After all “sin” is such a Christian word.
Not that Christians are the only people who deal with sin, but calling it that isn’t something that non-Christians regularly do.
They call it doing the wrong thing. Or making a mistake. Or an error in judgment.
But Christians realize that when God says we missed the mark (which is what sin means) it is much more serious than a commonplace phrase would suggest. So we call it what God calls it when we violate His commandments; we call it sin.
As I wrote about previously, the Christian should be focused on fighting sin. If that is our aim, it helps to know the reasons why we sin. What is the root cause of our inclination to not do what we know we ought, and to do the things we know we shouldn’t? (See Romans 7:15)
One of the most off-suggested causes is pride – and I think there’s a case to be made for that. After all, pride was the impetus for the first sin (See Isaiah 14:12-15), and pride is the little voice that says my way is better than God’s. However, if pride is the root cause, I think fear is the fertilizer. Fear is the prompting in our minds that says we can’t trust that God’s way is really the best way. This is what caused Eve’s stumble into the first disobedience. When the serpent said, “For God knows that when you eat of it your eyes will be opened, and you will be like God, knowing good and evil” (Gen. 3:5), Eve was afraid that maybe she was missing out. Maybe God really was keeping something from her. Maybe what her senses told her – the words of the serpent and the sight of the tempting fruit – was more trustworthy that a command that seemed without reason. And so she ate – not realizing that in giving into her fear, she know how to deal with the ultimate reason to be afraid – the righteous wrath of God.
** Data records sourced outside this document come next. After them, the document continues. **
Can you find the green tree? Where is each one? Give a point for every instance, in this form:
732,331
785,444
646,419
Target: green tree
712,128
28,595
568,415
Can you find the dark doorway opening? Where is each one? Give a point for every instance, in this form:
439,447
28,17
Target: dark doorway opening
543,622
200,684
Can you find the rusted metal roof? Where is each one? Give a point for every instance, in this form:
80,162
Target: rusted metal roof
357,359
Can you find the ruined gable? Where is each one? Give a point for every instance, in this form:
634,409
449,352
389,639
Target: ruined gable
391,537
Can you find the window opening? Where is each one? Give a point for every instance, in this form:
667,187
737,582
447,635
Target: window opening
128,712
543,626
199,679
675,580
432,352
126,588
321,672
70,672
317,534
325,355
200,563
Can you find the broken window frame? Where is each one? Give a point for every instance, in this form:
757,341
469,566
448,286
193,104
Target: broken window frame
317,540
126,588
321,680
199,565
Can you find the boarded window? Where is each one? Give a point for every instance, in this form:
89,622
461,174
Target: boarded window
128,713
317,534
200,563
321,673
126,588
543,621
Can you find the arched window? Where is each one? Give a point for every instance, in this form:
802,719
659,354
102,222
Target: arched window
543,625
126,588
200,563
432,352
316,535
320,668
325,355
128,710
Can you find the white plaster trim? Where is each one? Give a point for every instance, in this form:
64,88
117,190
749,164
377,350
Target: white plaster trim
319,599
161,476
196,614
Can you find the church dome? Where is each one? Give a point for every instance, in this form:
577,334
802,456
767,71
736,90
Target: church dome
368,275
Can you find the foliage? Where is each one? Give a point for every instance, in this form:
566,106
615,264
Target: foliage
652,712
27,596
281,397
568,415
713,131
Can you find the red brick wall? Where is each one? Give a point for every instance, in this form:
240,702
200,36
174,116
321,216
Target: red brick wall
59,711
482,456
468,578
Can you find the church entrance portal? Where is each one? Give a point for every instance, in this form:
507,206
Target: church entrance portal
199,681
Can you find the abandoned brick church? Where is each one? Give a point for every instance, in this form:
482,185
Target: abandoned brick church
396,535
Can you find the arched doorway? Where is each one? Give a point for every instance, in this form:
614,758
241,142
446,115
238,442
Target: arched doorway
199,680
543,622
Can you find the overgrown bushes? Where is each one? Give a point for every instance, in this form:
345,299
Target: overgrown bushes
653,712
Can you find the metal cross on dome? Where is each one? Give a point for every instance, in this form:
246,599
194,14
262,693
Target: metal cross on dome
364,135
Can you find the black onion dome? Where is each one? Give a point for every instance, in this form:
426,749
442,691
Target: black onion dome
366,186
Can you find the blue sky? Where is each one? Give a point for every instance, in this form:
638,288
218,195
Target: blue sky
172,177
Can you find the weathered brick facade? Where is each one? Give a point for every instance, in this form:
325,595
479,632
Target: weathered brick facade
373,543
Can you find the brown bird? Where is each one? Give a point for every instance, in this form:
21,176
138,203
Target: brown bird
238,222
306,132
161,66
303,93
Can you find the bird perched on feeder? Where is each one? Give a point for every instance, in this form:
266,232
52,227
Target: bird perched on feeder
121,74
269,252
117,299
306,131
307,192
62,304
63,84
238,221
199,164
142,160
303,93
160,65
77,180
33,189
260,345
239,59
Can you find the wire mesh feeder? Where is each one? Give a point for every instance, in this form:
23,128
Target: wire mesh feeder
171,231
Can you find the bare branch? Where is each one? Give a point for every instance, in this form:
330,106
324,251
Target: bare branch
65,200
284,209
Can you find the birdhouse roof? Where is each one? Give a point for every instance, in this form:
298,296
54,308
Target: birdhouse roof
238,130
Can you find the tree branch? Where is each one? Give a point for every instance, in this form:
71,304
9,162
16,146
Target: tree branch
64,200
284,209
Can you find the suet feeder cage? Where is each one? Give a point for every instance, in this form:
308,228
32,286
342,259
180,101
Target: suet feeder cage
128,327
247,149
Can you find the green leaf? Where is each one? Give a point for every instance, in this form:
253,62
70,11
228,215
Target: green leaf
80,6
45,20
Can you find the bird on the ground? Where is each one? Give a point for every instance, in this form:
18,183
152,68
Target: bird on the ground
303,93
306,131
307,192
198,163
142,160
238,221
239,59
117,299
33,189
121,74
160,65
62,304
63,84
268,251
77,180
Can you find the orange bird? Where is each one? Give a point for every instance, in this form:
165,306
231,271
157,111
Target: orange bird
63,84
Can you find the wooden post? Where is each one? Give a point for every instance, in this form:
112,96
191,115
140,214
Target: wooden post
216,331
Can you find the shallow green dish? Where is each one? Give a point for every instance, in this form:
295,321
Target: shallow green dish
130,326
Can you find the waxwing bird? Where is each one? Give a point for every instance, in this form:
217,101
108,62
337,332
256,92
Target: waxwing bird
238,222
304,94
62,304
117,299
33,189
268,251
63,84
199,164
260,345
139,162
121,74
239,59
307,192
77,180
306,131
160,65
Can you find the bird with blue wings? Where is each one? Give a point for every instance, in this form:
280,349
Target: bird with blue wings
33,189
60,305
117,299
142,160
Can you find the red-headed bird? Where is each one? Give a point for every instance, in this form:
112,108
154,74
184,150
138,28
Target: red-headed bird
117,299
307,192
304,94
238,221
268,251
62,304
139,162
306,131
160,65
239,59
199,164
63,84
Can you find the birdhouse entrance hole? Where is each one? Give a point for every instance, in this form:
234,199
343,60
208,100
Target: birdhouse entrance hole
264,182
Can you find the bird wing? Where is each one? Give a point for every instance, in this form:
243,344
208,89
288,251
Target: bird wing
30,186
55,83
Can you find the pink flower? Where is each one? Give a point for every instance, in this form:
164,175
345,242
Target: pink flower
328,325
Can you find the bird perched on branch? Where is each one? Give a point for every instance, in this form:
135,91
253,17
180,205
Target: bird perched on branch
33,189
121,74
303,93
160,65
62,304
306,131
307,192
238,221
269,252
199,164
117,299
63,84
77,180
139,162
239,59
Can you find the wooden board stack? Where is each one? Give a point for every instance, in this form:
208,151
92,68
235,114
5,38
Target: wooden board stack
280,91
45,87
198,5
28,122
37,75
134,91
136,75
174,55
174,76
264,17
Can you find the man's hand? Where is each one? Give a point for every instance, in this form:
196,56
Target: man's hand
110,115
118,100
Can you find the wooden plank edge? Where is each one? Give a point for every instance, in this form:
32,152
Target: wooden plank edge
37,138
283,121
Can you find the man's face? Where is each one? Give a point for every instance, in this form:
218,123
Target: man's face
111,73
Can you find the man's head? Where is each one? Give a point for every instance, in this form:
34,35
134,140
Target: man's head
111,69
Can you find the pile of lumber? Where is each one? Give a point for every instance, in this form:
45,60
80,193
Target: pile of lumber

We wonder if when God says “do not be anxious about anything“, He really knows how little would be accomplished if we didn’t fret over it.
When He tells us to wait, we fear that our dreams will go unrealized unless we act when the moment seems opportune to us.
When He says to obey Him, regardless of the consequences, we are afraid that He doesn’t know how painful that might be.
But He does.
And because of that, we no longer need to listen to fear’s prompting us to sin.